German Chancellor Angela Merkel and French President Nicolas Sarkozy meet in Berlin today to flesh out a new rulebook for fiscal discipline negotiated at a Dec. 9 summit that seeks to create a “fiscal compact” for the 17-member euro area. The talks will be followed by a joint press conference.

Spain is scheduled to sell bonds due in 2015 and 2016 on Jan. 12. Italy will auction securities on the same day and on Jan. 13. Spain’s 10-year bond yield climbed seven basis points, or 0.07 percentage point, to 5.71 percent on Jan. 6, while the rate on similar-maturity Italian debt gained four basis points to 7.13 percent, above the 7 percent threshold that led Greece, Portugal and Ireland to seek bailouts.

German industrial production probably dropped 0.5 percent in November after an 0.8 percent increase the previous month, the median estimate of economists surveyed by Bloomberg News showed before the figures are released today. That would be the first slide since September.

‘Steady Underperformance’

“There is legitimate concern over the path to sustainable sovereign debt levels,” Emma Lawson, a currency strategist at National Australia Bank Ltd. in Sydney, wrote in a report today. “With the U.S. data improving, and the European numbers still soft, the euro is likely to continue its steady underperformance.”

The dollar gained 0.8 percent in the past week, the second-best performance among the 10 developed-nation currencies tracked by Bloomberg Correlation-Weighted Indexes.

Figures from the Labor Department on Jan. 6 showed payrolls in the U.S. climbed by 200,000 last month following a revised 100,000 gain in November. The jobless rate unexpectedly fell to 8.5 percent, the lowest level since February 2009.

Confidence among U.S. small companies rose in December for a fourth month, economists in a Bloomberg News poll predicted before tomorrow’s report. The National Federation of Independent Business’s index probably climbed to 94, the highest level since February 2011, from November’s 92, according to the survey’s median forecast.

‘Fundamental Shift’

“The correlation between good U.S. data equaling a weak dollar is beginning to break down now that we’re seeing signs of a more sustained recovery in the U.S.,” said Bank of New Zealand’s Jones. “There’s a clear fundamental shift in favor of the U.S. dollar.”
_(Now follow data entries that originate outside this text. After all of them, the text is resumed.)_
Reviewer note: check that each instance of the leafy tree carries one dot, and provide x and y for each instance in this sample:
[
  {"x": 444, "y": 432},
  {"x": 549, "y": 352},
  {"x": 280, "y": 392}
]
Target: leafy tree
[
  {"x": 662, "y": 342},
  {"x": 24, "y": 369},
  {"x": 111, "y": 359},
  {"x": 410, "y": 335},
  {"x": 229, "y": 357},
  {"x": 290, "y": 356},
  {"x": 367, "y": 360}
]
Alcoa Inc., the largest U.S. aluminum producer, plans to release results today after markets close, the first company in the Dow Jones Industrial Average to report for the quarter. The Dow rose 5.5 percent last year, while the Standard & Poor’s 500 was little changed. The Stoxx Europe 600 Index fell 11 percent and the MSCI Asia Pacific Index plunged 17 percent in 2011.

The Australian dollar weakened after a report from the statistics bureau showed retail sales were unchanged in November. Economists surveyed by Bloomberg had predicted a gain of 0.4 percent.

“The past six months have been an important reminder that small open economies such as Australia are not immune to the broader global business cycle,” Robert Mead, the head of portfolio management in Australia at Pimco, manager of the world’s biggest bond fund, wrote in an e-mailed report today. Pimco predicts further interest-rate cuts from the Reserve Bank of Australia this year.

The Philippine peso declined for a third day before a government report tomorrow that may show overseas shipments dropped 10 percent in November from a year earlier after a 14.6 percent decrease the previous month, according to a Bloomberg survey.

The peso fell 0.2 percent to 44.220 per dollar, according to Tullett Prebon Plc.